Em relação a esse desacordo, uma forma muito útil e valiosa de entender o que está acontecendo é dizer o seguinte: existe consenso sobre os fins, mas não sobre os meios. No momento em que você chega ao concreto, somos todos a favor da eliminação dos combustíveis fósseis. Quando? É aí que começam as divergências. Nesse ponto o Brasil é incoerente, mas os demais também.
Os Estados Unidos, hoje o maior promotor da luta contra as alterações climáticas, são ao mesmo tempo os maiores produtores e exportadores de petróleo e gás do mundo. A China é inconsistente, a Índia é inconsistente.
Não quero dizer que isso o justifique, sou um ambientalista convicto.
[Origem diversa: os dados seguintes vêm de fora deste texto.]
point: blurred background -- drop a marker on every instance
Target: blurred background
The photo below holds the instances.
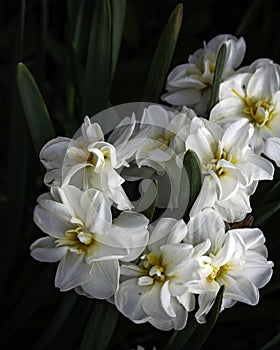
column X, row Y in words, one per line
column 38, row 34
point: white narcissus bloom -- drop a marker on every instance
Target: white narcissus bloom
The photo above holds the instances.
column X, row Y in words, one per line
column 159, row 144
column 190, row 83
column 236, row 259
column 155, row 288
column 88, row 161
column 85, row 240
column 229, row 166
column 255, row 96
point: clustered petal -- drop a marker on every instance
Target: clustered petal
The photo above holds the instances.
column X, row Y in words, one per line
column 104, row 238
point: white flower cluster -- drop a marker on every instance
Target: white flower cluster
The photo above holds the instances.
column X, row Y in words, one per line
column 159, row 271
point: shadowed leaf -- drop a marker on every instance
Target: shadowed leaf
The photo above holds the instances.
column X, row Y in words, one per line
column 163, row 56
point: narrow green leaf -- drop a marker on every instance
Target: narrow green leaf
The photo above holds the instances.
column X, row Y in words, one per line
column 149, row 212
column 271, row 344
column 163, row 57
column 219, row 67
column 270, row 194
column 100, row 326
column 179, row 338
column 118, row 17
column 55, row 49
column 264, row 212
column 193, row 172
column 194, row 335
column 202, row 332
column 79, row 26
column 98, row 65
column 14, row 207
column 57, row 321
column 26, row 307
column 78, row 72
column 35, row 110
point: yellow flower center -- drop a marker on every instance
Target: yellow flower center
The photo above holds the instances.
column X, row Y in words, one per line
column 152, row 263
column 213, row 163
column 259, row 113
column 164, row 141
column 217, row 271
column 78, row 240
column 92, row 159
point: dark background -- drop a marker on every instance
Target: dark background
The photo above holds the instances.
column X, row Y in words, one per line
column 29, row 300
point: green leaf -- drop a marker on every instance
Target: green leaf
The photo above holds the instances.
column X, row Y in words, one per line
column 264, row 212
column 202, row 332
column 219, row 67
column 26, row 307
column 271, row 344
column 163, row 57
column 57, row 321
column 118, row 17
column 55, row 49
column 193, row 172
column 78, row 33
column 98, row 65
column 35, row 110
column 179, row 338
column 249, row 17
column 194, row 334
column 100, row 326
column 14, row 207
column 149, row 212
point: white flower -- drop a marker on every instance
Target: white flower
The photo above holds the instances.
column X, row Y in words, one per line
column 155, row 289
column 159, row 144
column 229, row 166
column 190, row 83
column 88, row 161
column 254, row 96
column 85, row 240
column 236, row 259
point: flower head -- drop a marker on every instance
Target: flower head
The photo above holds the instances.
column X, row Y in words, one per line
column 155, row 288
column 85, row 240
column 229, row 166
column 87, row 161
column 190, row 83
column 236, row 259
column 254, row 95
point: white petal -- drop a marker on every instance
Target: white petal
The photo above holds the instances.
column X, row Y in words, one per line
column 44, row 249
column 187, row 300
column 206, row 225
column 207, row 196
column 49, row 223
column 187, row 96
column 97, row 210
column 104, row 279
column 53, row 153
column 72, row 271
column 239, row 288
column 152, row 303
column 205, row 301
column 175, row 256
column 264, row 83
column 128, row 300
column 167, row 230
column 237, row 135
column 272, row 149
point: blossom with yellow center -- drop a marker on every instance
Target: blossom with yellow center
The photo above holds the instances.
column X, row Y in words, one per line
column 155, row 288
column 85, row 240
column 189, row 84
column 253, row 95
column 236, row 259
column 228, row 165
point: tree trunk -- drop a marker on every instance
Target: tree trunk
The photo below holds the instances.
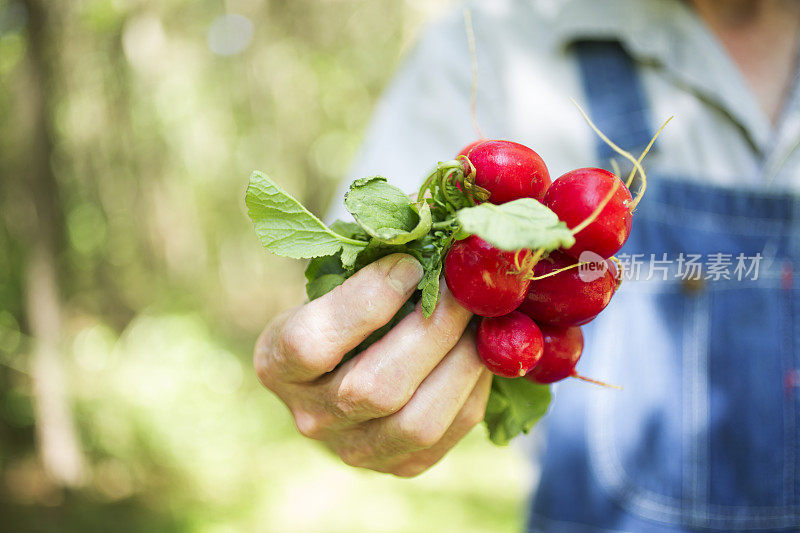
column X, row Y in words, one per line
column 57, row 439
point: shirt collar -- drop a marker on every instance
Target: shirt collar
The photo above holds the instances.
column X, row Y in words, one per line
column 667, row 35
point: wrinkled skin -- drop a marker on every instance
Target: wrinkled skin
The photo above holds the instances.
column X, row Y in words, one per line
column 400, row 405
column 484, row 279
column 509, row 345
column 562, row 350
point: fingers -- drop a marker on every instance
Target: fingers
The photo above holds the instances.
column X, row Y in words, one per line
column 425, row 419
column 431, row 411
column 302, row 345
column 381, row 380
column 471, row 414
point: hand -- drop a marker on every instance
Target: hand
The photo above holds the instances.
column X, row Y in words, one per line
column 400, row 405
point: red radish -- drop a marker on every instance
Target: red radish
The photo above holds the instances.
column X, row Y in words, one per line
column 508, row 170
column 509, row 345
column 562, row 350
column 577, row 194
column 565, row 299
column 485, row 280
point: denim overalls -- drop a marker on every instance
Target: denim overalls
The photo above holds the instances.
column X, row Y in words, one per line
column 706, row 433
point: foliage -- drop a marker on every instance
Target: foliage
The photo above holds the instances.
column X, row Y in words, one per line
column 145, row 133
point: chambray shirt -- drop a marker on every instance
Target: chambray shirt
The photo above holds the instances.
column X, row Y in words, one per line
column 526, row 78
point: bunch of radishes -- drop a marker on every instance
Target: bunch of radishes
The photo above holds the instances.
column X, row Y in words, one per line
column 512, row 245
column 533, row 303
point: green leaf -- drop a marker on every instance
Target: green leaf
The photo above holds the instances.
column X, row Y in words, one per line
column 287, row 228
column 323, row 285
column 514, row 407
column 523, row 223
column 351, row 230
column 319, row 266
column 385, row 212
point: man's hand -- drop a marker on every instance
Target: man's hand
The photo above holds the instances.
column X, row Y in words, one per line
column 400, row 405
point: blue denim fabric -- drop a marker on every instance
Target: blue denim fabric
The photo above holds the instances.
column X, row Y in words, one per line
column 706, row 433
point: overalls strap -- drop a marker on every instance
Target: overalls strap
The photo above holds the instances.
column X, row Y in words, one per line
column 614, row 93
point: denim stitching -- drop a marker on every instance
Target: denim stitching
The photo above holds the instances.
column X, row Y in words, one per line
column 570, row 524
column 677, row 216
column 614, row 481
column 788, row 406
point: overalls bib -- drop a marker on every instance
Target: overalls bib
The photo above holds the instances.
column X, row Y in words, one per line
column 706, row 433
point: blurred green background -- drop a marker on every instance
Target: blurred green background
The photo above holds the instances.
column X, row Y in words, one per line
column 132, row 286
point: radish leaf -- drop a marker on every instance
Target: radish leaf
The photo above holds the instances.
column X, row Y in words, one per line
column 523, row 223
column 514, row 407
column 387, row 213
column 288, row 229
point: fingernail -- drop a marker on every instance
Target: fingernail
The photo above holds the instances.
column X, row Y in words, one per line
column 405, row 274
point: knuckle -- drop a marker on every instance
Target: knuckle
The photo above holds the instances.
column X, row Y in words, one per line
column 303, row 348
column 419, row 433
column 356, row 456
column 447, row 331
column 473, row 415
column 367, row 397
column 409, row 470
column 261, row 359
column 309, row 426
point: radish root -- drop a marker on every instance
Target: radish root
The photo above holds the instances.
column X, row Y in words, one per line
column 473, row 99
column 637, row 167
column 595, row 382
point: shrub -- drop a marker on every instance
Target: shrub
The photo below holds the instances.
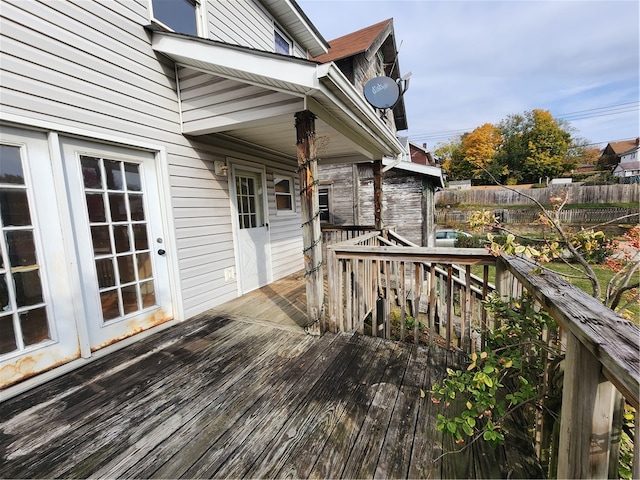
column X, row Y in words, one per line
column 475, row 241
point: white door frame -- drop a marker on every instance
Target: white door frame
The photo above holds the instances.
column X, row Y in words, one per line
column 102, row 333
column 234, row 165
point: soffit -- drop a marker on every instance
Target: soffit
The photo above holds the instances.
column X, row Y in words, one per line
column 349, row 127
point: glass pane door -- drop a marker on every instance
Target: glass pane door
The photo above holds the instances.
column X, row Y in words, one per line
column 23, row 312
column 118, row 222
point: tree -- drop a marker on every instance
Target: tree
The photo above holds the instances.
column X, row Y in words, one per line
column 536, row 145
column 479, row 149
column 521, row 149
column 450, row 157
column 504, row 378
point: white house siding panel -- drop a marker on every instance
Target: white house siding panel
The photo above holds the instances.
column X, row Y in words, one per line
column 211, row 103
column 240, row 22
column 89, row 67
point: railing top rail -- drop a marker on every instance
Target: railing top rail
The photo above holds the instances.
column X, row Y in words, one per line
column 357, row 240
column 348, row 228
column 461, row 256
column 613, row 340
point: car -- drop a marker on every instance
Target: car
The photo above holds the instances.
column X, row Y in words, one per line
column 447, row 237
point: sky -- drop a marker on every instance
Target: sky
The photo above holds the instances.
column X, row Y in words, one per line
column 475, row 62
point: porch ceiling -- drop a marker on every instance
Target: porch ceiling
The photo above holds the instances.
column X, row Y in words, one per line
column 349, row 129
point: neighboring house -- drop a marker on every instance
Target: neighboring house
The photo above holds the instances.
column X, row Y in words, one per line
column 628, row 168
column 628, row 172
column 148, row 167
column 611, row 155
column 347, row 191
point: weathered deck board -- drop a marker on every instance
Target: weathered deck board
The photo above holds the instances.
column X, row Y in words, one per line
column 221, row 397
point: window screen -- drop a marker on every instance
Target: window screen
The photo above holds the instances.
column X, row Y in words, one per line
column 179, row 15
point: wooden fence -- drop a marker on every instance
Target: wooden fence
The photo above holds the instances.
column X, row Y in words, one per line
column 621, row 193
column 591, row 216
column 372, row 275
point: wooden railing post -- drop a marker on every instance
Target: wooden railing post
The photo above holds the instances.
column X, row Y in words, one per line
column 334, row 282
column 586, row 418
column 310, row 212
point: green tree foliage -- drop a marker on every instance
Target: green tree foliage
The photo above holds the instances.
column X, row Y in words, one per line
column 521, row 149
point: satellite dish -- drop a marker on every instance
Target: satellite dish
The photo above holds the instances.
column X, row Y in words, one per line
column 382, row 92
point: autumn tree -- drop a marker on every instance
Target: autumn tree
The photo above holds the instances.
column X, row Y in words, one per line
column 449, row 156
column 536, row 145
column 479, row 149
column 521, row 149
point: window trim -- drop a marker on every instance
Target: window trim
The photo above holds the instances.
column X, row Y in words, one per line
column 329, row 188
column 200, row 13
column 292, row 182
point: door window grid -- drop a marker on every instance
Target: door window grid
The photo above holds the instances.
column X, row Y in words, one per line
column 119, row 233
column 283, row 187
column 248, row 204
column 23, row 314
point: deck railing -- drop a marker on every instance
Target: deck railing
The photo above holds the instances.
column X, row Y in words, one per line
column 382, row 285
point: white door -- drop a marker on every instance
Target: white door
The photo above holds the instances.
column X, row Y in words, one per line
column 115, row 206
column 252, row 228
column 38, row 327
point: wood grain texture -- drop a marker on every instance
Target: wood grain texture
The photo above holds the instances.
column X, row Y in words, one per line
column 222, row 396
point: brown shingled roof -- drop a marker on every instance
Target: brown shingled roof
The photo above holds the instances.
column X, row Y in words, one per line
column 623, row 146
column 353, row 43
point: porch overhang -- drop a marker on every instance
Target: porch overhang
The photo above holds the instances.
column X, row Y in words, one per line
column 434, row 173
column 276, row 86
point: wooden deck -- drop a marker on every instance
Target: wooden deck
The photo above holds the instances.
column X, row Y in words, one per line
column 227, row 397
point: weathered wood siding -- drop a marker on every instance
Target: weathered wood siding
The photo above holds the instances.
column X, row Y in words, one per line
column 626, row 193
column 344, row 201
column 401, row 198
column 89, row 67
column 407, row 200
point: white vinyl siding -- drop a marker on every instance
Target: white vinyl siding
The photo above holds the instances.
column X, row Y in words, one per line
column 208, row 103
column 240, row 22
column 244, row 22
column 88, row 67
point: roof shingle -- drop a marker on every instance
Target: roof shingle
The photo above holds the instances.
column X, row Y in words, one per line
column 353, row 43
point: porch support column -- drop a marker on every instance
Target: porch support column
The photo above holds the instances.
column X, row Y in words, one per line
column 377, row 194
column 311, row 232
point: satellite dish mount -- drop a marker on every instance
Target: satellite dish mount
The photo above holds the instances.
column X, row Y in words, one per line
column 384, row 92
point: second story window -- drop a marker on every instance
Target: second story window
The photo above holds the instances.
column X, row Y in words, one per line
column 282, row 43
column 181, row 16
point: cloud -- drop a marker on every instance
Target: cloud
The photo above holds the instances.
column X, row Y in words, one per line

Para mim, o meio ambiente é a questão que predomina sobre as demais. O que acontece é que as pessoas não querem escolher, ou então querem manter o melhor do momento atual e preservar um pouco a perspectiva futura.
CC: Como você pode resumir a avaliação de Lula sobre a própria ONU?
RR: A ONU é apenas o que a comunidade mundial quer que seja. É claro que a responsabilidade não é a mesma para todos. Existem alguns países que podem fazer mais e, portanto, são mais responsáveis. As grandes potências, principalmente as superpotências, são as maiores culpadas pelo estado em que se encontra a ONU, enquanto países como o Brasil fazem a coisa certa, que é apontar o diagnóstico e indicar quem é o terapeuta. O discurso de Lula é isso: um bom diagnóstico, com recomendação do terapeuta. Ele mesmo não tem o remédio, porque o remédio depende dos outros.